Effect of endotoxin on P-glycoprotein-mediated biliary and renal excretion of rhodamine-123 in rats

The effects of Klebsiella pneumoniae endotoxin on the biliary excretion and renal handling of rhodamine-123 were investigated in rats at different times after intraperitoneal injection (1 mg/kg of body weight). The typical substrates for P glycoprotein, i.e., cyclosporine, colchicine, and erythromycin, inhibited the biliary clearance of rhodamine-123, whereas a substrate for organic cation transporter, cimetidine, did not inhibit clearance, suggesting that rhodamine-123 is transported mainly by P glycoprotein. The biliary, renal, and tubular secretory clearances of rhodamine-123 and the glomerular filtration rate significantly decreased 6 h after injection of endotoxin but returned to control levels by 24 h. These results suggest that endotoxin-induced decreases in P-glycoprotein-mediated biliary excretion and renal handling of rhodamine-123 were probably due to impairment of P-glycoprotein-mediated transport ability.
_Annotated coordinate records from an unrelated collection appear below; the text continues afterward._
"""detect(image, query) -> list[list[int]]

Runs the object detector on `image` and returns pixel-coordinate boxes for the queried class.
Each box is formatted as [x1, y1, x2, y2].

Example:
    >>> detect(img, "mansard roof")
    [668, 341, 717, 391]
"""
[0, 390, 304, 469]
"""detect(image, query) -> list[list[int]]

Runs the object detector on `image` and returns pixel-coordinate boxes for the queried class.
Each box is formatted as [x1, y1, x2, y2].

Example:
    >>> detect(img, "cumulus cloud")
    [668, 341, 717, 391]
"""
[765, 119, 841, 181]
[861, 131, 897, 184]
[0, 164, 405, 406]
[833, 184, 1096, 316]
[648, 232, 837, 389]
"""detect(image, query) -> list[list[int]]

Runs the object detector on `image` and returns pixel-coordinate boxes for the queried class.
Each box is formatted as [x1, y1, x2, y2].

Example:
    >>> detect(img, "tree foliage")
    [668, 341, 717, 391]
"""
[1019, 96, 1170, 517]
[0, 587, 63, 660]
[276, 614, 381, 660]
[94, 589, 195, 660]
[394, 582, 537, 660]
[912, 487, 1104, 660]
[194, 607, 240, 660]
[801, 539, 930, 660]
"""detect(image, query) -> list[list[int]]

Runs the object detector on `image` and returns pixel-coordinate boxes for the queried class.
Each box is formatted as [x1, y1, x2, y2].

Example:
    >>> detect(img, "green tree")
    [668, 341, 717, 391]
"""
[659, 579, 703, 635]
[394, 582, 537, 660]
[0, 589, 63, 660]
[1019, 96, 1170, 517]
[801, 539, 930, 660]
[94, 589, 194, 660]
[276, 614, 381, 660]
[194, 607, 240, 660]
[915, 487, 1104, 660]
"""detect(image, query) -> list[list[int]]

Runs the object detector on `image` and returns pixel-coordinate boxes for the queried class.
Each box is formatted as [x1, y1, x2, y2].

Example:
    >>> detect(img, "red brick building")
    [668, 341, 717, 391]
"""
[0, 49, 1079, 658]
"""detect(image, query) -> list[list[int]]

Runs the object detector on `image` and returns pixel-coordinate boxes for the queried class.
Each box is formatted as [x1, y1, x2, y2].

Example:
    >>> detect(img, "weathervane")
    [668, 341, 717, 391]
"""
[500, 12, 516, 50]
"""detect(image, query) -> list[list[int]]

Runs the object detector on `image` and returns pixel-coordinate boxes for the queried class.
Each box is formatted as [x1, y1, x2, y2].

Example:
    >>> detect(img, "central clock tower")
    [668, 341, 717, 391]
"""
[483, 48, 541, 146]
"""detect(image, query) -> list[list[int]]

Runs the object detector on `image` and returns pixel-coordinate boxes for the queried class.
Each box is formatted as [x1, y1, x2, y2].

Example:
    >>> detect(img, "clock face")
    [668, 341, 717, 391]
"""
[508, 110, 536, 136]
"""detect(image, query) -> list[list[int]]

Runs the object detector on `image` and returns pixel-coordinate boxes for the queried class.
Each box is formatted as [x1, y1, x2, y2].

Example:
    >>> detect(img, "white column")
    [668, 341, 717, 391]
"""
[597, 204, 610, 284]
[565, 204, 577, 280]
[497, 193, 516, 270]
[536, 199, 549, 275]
Pretreatment with pentoxifylline (50 mg/kg) significantly inhibited endotoxin-induced increases in tumor necrosis factor alpha (TNF-alpha) levels in plasma, which ameliorated the endotoxin-induced reduction of the biliary excretion of rhodamine-123. It is likely that endotoxin-induced impairment of the transport of rhodamine-123 is caused, in part, by overproduction of TNF-alpha. The effect of endotoxin on the expression of P-glycoprotein mRNA in liver and kidneys of rats was investigated by using a reverse transcriptase PCR. The expression of Mdr1a mRNA in both liver and kidney decreased 6 h after endotoxin injection and returned to control levels after 24 h, whereas the expression of Mdr1b mRNA in liver increased at both times and that in kidney decreased at 24 h. These findings suggest that K. pneumoniae endotoxin dramatically decreases P-glycoprotein-mediated biliary and renal excretion of rhodamine-123 probably by decreasing the expression of Mdr1a, which is likely due to increased plasma TNF-alpha levels.